Nuclear Magnetic Relaxation of Three Spin Systems Undergoing Hindered Rotations

Abstract
The longitudinal nuclear magnetic relaxation of an ensemble of spin systems exposed to a constant magnetic field H0k is calculated. Each spin system consists of three identical spin-½ nuclei located at the vertices of an equilateral triangle. Each spin system undergoes hindered rotation about an axis that is perpendicular to the plane of the three spins, and is oriented at an angle β with the constant field. Two models for the rotation are studied: In one model there are only three possible equilibrium orientations of each system about its rotation axis and the group makes random jumps between these orientations; in the other model each group performs stochastic rotational diffusion about its rotation axis. Both models lead to results of the same form, which differ only in the definition of the correlation time τc of the motion.
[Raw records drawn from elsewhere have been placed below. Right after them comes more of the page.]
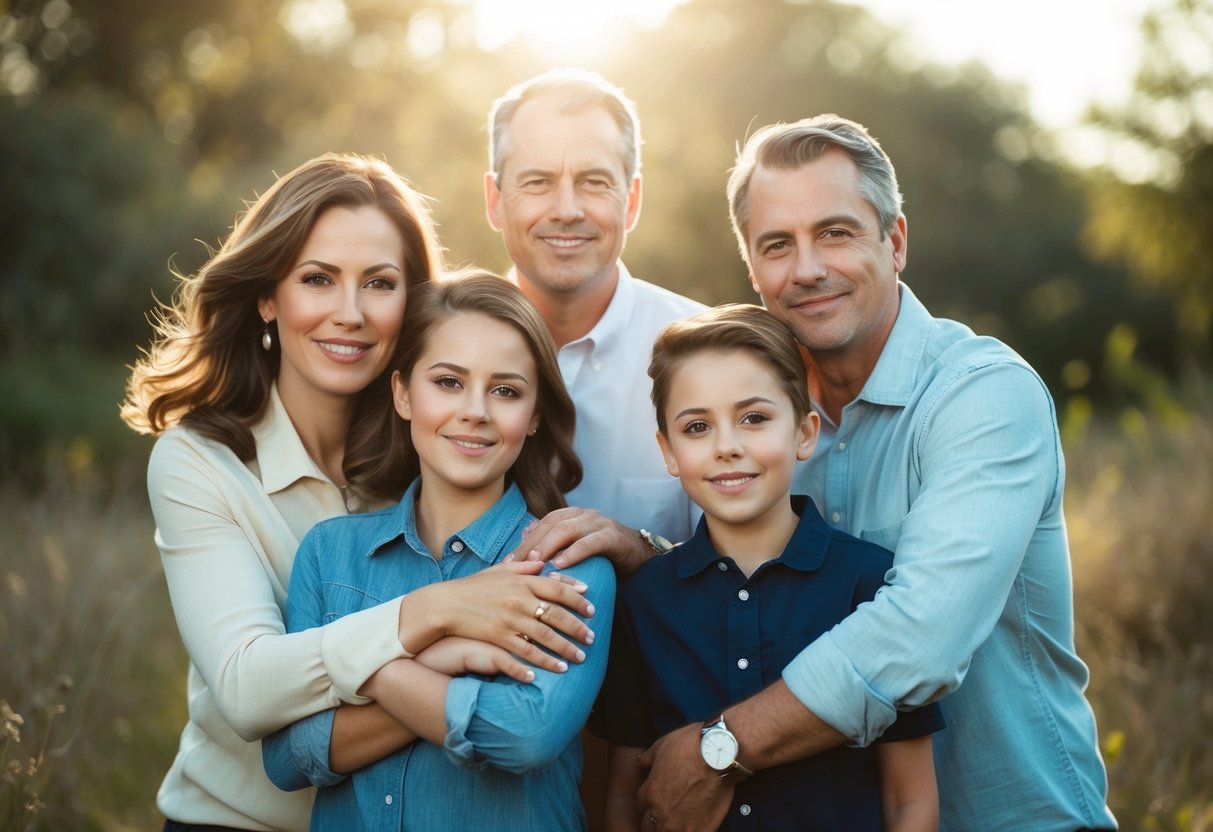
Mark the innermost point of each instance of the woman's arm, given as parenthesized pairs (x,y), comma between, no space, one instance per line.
(624,779)
(226,553)
(909,796)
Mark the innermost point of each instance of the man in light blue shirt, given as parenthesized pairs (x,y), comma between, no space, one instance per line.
(943,446)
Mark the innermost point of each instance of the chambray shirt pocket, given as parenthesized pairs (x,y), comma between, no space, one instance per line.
(341,599)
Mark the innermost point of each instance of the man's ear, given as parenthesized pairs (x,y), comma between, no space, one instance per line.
(400,397)
(493,201)
(671,462)
(900,237)
(807,434)
(633,203)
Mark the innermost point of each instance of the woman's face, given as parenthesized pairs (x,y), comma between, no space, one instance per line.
(471,402)
(340,307)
It is assumed that the relaxation is due to the magnetic dipole-dipole interactions between the nuclei within each group. The calculation is performed by use of the semiclassical form of the density operator theory of relaxation. The treatment includes terms arising from the cross correlation of different dipole-dipole interactions with one another, from the nonzero average of the dipole-dipole interactions, and from the second-order correction to the Zeeman energy due to the dipole-dipole interactions. The relaxation is, in general, the sum of four decaying exponentials. For β=0, the relaxation does not decay to zero. By use of an electronic computer, explicit solutions have been calculated for cosβ=0, ±0.1, ±0.2, , ±1.0 for many values of the correlation time. Also, explicit solutions have been calculated for situations in which the axes of hindered rotation are isotropically oriented. All results are compared with the results of a calculation in which cross correlations are omitted, and are shown to differ significantly. The results are presented in a form which can be compared with experimental data, and used to determine the correlation time of the hindered rotations.